Era il 1993 quando Tim Burton ed Henry Selick realizzavano Nightmare Before Christmas. Loro non lo sapevano (anche se probabilmente ci speravano), ma stavano dando vita non solo ad un film, ma ad un’icona culturale delle più durature.
Nightmare Before Christmas è una favola gotica e musicale, animata in stop motion, che mi ha rubato il cuore fin da quella prima visione nel 1993, alla tenera età di 6 anni.
Nel Paese di Halloween, Jack Skellington, il re delle zucche, è insoddisfatto della propria routine e cerca disperatamente una novità che sconvolga il lungo susseguirsi di giorni tra un Halloween e un altro. Durante le lunghe peregrinazioni riflessive alla ricerca della propria identità, Jack si ritrova casualmente catapultato nel Paese del Natale. Lì rimane affascinato dall’atmosfera di gioia che pervade gli abitanti, tragicamente assente, invece, nel mondo da cui proviene. A quel punto, il lampo di genio: trasferire il Natale nel Paese di Halloween e rapire Babbo Natale, in modo che lo stesso Jack possa impersonarlo e distribuire doni in giro per il mondo.
Jack propone così la propria idea agli abitanti del Paese di Halloween e, nonostante tutti lo assecondino e si mettano subito all’opera, solamente la timida bambola di pezza Sally, segretamente innamorata di lui, sembra prenderlo davvero sul serio ed intuire i pericoli che un’azione del genere potrebbe arrecare a tutti.

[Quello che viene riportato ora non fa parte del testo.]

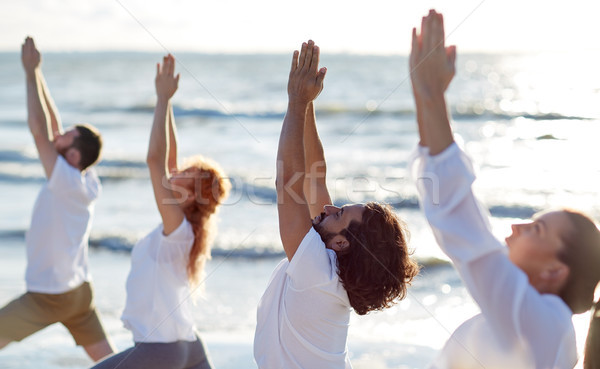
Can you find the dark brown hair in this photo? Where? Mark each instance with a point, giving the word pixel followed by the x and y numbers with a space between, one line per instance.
pixel 211 187
pixel 89 145
pixel 376 268
pixel 581 253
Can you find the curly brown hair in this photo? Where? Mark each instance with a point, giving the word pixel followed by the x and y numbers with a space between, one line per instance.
pixel 211 188
pixel 377 267
pixel 581 252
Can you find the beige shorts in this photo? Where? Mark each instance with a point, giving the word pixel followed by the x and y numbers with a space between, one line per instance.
pixel 33 311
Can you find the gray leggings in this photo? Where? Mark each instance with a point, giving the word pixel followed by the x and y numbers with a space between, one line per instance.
pixel 174 355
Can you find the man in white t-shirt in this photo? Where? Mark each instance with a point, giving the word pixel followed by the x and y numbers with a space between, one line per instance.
pixel 57 276
pixel 338 259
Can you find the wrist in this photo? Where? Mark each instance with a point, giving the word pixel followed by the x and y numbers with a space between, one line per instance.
pixel 163 99
pixel 295 104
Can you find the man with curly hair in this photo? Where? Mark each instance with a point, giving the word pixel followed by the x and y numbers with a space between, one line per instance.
pixel 338 259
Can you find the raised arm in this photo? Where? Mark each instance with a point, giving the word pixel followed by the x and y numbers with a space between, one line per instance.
pixel 315 186
pixel 38 117
pixel 432 69
pixel 304 85
pixel 158 149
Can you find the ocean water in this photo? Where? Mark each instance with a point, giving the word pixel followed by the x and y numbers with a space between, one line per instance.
pixel 531 131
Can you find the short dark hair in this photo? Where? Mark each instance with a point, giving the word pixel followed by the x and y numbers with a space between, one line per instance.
pixel 89 145
pixel 581 253
pixel 376 268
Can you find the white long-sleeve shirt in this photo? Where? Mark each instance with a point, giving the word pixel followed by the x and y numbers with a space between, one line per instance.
pixel 518 327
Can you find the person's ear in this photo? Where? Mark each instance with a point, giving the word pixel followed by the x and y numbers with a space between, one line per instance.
pixel 73 157
pixel 339 243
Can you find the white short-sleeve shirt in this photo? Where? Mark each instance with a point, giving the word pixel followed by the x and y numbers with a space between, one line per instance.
pixel 303 316
pixel 518 327
pixel 158 305
pixel 57 239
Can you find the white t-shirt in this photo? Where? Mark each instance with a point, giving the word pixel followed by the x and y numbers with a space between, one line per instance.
pixel 57 239
pixel 158 306
pixel 518 327
pixel 304 314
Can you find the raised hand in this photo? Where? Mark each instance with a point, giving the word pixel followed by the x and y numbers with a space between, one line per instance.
pixel 30 55
pixel 306 80
pixel 431 62
pixel 166 82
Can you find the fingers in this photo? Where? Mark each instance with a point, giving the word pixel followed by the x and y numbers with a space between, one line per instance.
pixel 309 54
pixel 451 55
pixel 415 45
pixel 314 64
pixel 170 65
pixel 437 30
pixel 321 76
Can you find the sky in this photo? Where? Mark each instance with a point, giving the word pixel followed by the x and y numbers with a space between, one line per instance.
pixel 264 26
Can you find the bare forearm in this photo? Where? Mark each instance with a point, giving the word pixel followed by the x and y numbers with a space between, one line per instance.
pixel 313 148
pixel 172 161
pixel 55 123
pixel 421 124
pixel 158 146
pixel 290 154
pixel 315 186
pixel 435 123
pixel 37 116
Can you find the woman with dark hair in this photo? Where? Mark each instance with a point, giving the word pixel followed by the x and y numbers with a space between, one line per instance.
pixel 169 261
pixel 528 291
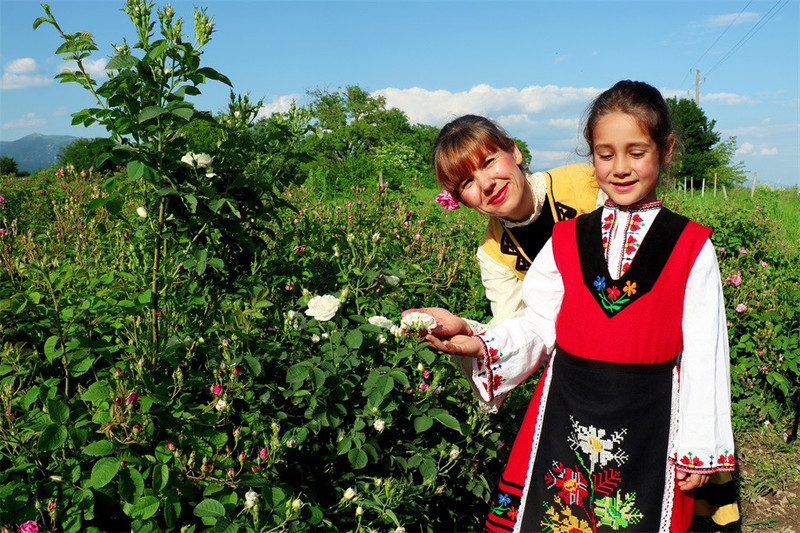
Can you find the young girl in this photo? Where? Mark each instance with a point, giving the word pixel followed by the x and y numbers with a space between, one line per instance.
pixel 633 410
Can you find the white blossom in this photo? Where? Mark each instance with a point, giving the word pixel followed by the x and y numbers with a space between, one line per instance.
pixel 380 321
pixel 250 499
pixel 323 307
pixel 416 321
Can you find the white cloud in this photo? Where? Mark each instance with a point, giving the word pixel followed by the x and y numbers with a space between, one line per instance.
pixel 564 123
pixel 768 150
pixel 28 120
pixel 279 104
pixel 96 68
pixel 22 73
pixel 726 98
pixel 734 18
pixel 439 107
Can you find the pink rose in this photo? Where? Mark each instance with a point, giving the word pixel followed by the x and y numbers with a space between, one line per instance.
pixel 446 200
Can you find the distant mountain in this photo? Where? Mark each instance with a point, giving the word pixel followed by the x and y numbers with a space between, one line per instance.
pixel 35 151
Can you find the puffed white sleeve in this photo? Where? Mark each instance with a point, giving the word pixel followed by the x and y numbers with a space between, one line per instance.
pixel 518 346
pixel 704 442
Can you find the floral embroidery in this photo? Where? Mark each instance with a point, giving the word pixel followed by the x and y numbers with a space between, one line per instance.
pixel 581 502
pixel 618 511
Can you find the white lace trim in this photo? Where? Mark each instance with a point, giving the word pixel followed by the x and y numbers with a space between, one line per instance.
pixel 535 444
pixel 669 486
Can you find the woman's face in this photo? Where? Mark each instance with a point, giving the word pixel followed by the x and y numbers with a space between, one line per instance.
pixel 499 187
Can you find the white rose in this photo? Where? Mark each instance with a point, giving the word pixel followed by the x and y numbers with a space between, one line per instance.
pixel 380 321
pixel 323 307
pixel 203 160
pixel 250 499
pixel 417 322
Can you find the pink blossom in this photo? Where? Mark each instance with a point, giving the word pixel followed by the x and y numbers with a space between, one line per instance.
pixel 736 280
pixel 446 200
pixel 30 526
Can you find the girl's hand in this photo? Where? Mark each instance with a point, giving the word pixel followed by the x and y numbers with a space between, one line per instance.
pixel 687 481
pixel 447 324
pixel 457 345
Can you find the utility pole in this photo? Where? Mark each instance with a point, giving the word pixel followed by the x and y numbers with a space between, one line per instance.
pixel 697 88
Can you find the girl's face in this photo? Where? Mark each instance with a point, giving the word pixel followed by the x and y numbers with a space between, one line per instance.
pixel 499 187
pixel 626 159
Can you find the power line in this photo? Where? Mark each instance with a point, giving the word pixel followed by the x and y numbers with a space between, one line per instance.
pixel 749 35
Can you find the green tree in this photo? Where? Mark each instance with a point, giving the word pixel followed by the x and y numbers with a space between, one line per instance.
pixel 85 154
pixel 8 165
pixel 694 156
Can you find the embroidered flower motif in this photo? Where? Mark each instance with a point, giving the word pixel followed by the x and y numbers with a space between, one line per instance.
pixel 573 486
pixel 636 222
pixel 629 288
pixel 559 519
pixel 618 511
pixel 596 445
pixel 690 461
pixel 631 245
pixel 613 293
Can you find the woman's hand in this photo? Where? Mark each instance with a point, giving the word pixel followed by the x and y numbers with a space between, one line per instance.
pixel 687 481
pixel 464 345
pixel 447 324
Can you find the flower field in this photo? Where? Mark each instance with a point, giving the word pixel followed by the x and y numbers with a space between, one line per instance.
pixel 290 397
pixel 204 341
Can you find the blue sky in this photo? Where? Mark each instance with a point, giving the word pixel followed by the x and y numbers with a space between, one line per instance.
pixel 531 65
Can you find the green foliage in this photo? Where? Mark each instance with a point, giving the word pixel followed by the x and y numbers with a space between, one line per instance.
pixel 7 165
pixel 86 154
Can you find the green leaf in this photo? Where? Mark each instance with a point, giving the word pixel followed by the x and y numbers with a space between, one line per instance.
pixel 354 338
pixel 144 508
pixel 150 112
pixel 58 411
pixel 97 392
pixel 160 477
pixel 50 348
pixel 428 469
pixel 209 508
pixel 449 420
pixel 104 471
pixel 357 457
pixel 422 423
pixel 122 61
pixel 131 486
pixel 52 437
pixel 99 448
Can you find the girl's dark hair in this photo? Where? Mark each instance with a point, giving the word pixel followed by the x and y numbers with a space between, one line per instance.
pixel 462 145
pixel 642 101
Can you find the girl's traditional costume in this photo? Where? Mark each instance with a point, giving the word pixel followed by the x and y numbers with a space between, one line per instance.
pixel 637 382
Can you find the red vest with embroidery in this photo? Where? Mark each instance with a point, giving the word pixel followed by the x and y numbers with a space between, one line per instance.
pixel 637 318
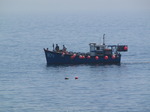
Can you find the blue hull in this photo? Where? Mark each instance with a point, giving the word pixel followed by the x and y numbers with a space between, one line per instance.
pixel 59 58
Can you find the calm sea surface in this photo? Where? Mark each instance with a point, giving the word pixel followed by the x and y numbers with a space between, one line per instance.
pixel 27 84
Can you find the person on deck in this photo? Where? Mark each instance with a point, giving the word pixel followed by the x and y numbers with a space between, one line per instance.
pixel 64 48
pixel 57 48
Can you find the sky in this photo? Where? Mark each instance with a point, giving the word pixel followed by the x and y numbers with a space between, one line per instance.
pixel 70 6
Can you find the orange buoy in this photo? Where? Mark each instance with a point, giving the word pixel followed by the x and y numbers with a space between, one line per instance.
pixel 63 54
pixel 72 57
pixel 96 57
pixel 113 56
pixel 76 77
pixel 106 57
pixel 125 48
pixel 88 57
pixel 83 57
pixel 66 78
pixel 80 56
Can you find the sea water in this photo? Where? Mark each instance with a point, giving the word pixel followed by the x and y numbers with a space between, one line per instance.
pixel 27 84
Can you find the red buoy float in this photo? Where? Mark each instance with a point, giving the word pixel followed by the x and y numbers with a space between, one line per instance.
pixel 113 56
pixel 83 57
pixel 80 56
pixel 63 54
pixel 96 57
pixel 72 57
pixel 88 57
pixel 125 48
pixel 106 57
pixel 76 77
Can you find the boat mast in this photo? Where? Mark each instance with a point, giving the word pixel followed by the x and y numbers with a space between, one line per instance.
pixel 103 39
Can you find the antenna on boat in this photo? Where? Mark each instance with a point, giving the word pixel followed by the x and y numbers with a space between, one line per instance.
pixel 103 39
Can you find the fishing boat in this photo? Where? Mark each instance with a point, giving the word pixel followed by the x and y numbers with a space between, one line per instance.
pixel 98 54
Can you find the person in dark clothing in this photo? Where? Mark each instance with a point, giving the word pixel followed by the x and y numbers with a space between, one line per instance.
pixel 64 48
pixel 57 48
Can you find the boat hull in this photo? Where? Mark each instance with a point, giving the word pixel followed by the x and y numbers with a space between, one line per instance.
pixel 60 58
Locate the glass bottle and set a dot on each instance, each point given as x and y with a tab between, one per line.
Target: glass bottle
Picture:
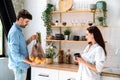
68	57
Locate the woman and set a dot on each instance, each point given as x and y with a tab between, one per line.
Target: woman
92	60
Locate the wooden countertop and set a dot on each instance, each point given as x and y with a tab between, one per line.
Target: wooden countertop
72	67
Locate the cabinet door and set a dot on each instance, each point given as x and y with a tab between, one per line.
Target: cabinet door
43	74
67	75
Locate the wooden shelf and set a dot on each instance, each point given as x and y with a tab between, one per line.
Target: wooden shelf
71	11
78	26
64	41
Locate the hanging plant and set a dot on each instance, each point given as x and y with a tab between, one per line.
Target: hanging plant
47	18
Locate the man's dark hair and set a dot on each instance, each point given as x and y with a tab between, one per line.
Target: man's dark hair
24	14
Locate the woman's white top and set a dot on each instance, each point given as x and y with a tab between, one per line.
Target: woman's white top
96	56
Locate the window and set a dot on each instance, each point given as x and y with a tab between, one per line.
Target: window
1	38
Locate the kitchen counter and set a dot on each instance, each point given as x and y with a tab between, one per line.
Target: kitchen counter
74	68
65	67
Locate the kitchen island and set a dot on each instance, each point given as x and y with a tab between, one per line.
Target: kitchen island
66	69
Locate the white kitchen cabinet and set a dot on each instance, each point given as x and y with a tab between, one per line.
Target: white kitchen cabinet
109	78
43	74
67	75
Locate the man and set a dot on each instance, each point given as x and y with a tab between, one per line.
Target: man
17	46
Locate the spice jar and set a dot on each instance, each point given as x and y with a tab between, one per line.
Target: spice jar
60	56
68	57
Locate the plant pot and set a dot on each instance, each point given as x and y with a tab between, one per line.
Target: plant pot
66	37
49	60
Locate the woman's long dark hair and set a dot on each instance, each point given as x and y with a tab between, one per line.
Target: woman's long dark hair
97	36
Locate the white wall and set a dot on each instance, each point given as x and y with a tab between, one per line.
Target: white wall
110	33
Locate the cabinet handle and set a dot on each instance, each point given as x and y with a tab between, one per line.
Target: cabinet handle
43	75
71	79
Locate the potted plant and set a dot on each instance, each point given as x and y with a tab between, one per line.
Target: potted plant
101	21
50	53
47	18
67	33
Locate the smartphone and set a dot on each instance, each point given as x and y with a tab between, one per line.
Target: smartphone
77	55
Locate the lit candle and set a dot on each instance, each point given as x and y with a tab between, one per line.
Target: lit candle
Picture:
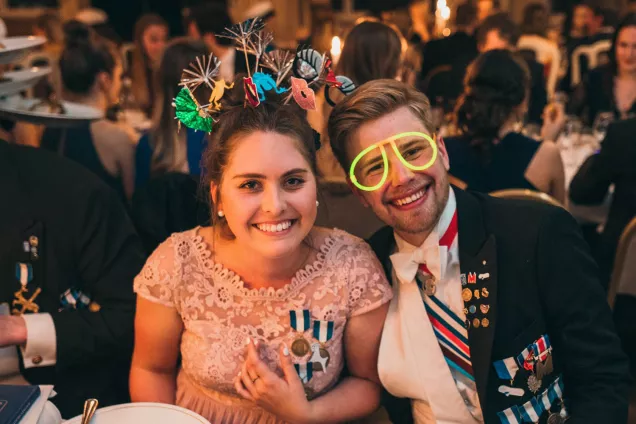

Finalmente arriva il fatidico giorno, ma non tutto andrà come previsto dal re delle zucche…
Nightmare Before Christmas trasuda un che di poetico ed è per questo, secondo me, che è riuscito a toccare il cuore di così tanti spettatori nonostante il passare degli anni. Il mondo gotico, in bilico tra malinconia decadente ed allegria macabra, in cui si muovono le figurine in plastilina è preso di peso dalla testa di un Tim Burton ancora ispirato e ben lontano dal trasformarsi nello “sforna film mediocri e ripetitivi” che, purtroppo, è diventato da qualche anno a questa parte. Oltre all’atmosfera e ai personaggi (su tutti, la mia preferita è senz’altro la sensibile Sally), a rendere magico l’insieme è la musica. Il film procede proprio come un musical, con poche parti “recitate” tra una canzone e l’altra.
A realizzare la partitura, un ispiratissimo Denny Elfman mentre la versione italiana dei testi è stata affidata ad un certo Renato Zero, in questa occasione anche doppiatore del protagonista, che ha fatto davvero un ottimo lavoro (d’altra parte, in italiano il cane di Jack non è stato chiamato “Zero” a caso).
Se non l’avete ancora visto, è assolutamente da recuperare: ne resterete stregati!